Charlie Recommends… August 2021
Words by Charlie Gladstone
The Wind of Change podcast is a particularly wonderful and improbable long-form investigation into whether the CIA wrote the band The Scorpions’ multi-million selling song (Wind of Change) to help hasten the fall of the Berlin wall. Really!
Country Funk Volumes 1 and 2. I can’t remember how I discovered these but they are great. Country funk encompasses ‘the elation of gospel with the sexual thrust of the blues, country hoedown harmony with inner city grit’. I bought them on vinyl but they’re on Spotify.
Amanda Cowley Heller’s debut novel The Paper Palace has been heavily hyped and I think it’s very good. It is richly evocative of place and brilliant in its unforgiving descriptions of family chaos and deception.
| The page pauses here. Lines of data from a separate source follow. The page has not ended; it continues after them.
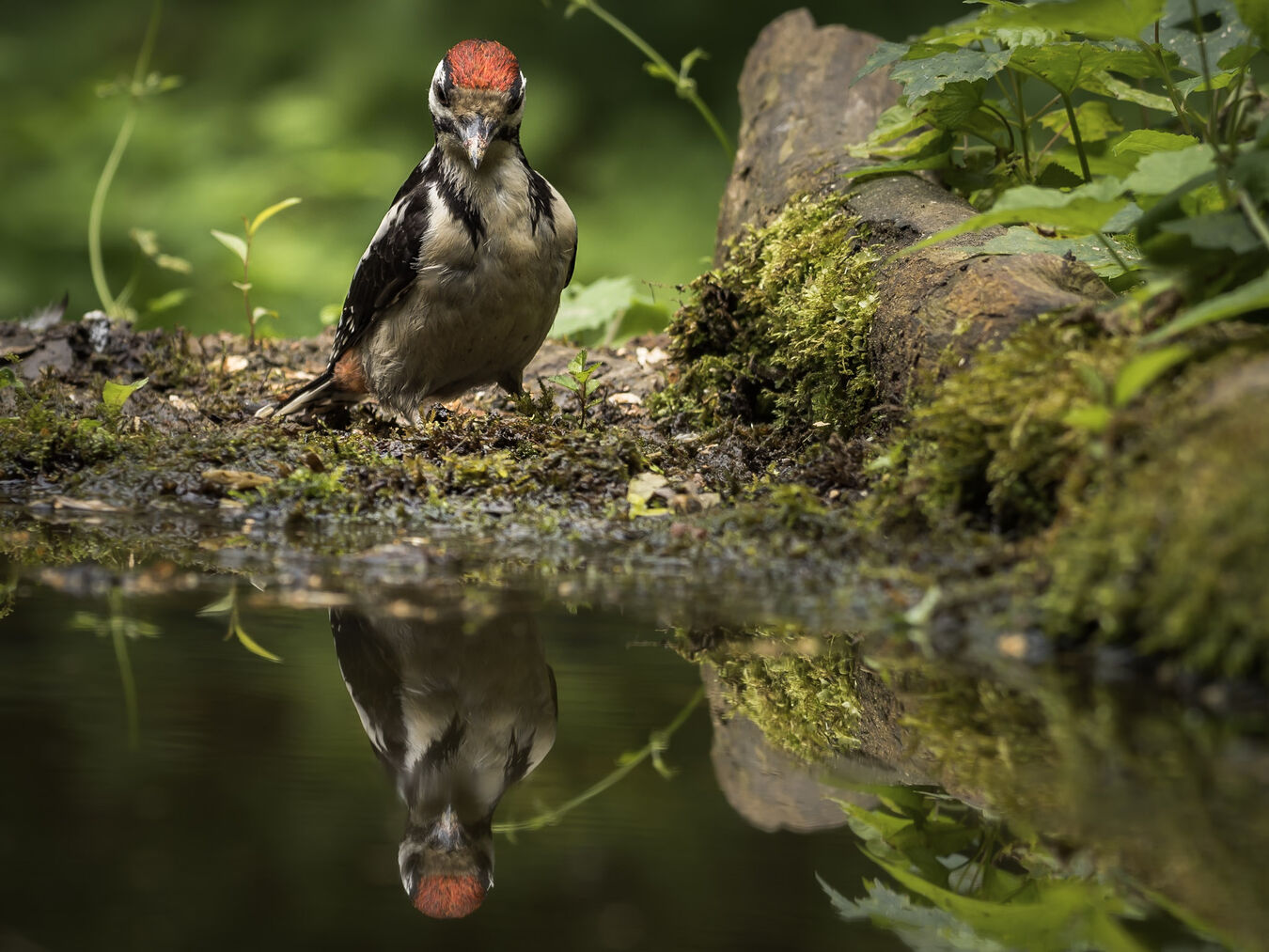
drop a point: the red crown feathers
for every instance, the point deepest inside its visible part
(482, 64)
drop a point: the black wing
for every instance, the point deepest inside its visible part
(388, 265)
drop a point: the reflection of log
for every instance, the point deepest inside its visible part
(798, 111)
(773, 789)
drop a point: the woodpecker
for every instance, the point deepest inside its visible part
(456, 717)
(461, 282)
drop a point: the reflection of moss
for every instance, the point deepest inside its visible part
(778, 333)
(800, 691)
The author was major force in US TV and there are traces of Big Little Lies here.
Ceraudo London have some wonderful traditional French bistro chairs in a great range of colours which I am sizing up for our latest property at Glen Dye Cabins and Cottages.
I bought Flos’ wonderful, sleek, simple Tab Lamp in black and in blue, too. Quite widely available but my goodness John Lewis are quick and reliable.
I am enjoying excellent pop albums from Lorde (perhaps a tad samey, but oozing class) and Jungle (a real return to form). Watch the exceptional one take video to Keep Moving by Jungle. Rough Trade have lovely versions of both on vinyl which have been added to my collection.
Happy Endings ice cream is a great discovery. We now stock this at our farm shop. Small batch ice cream sandwiches with unusual but delicious flavours and great wrapping.
I bought a new sought-after cleaver from Blok Knives. What an investment. What joy every day!
I bought a new pair of those plastic Birkenstocks called Arizona Essentials. This pair is in a colour called “multicolor Bright Violet’. They’re £40, they last well and once I start wearing them I find it hard to go back to proper shoes.
I also bought a wonderful, very engaging book of photos of The National called Light Years by their long-term photographer collaborator Graham Macindoe.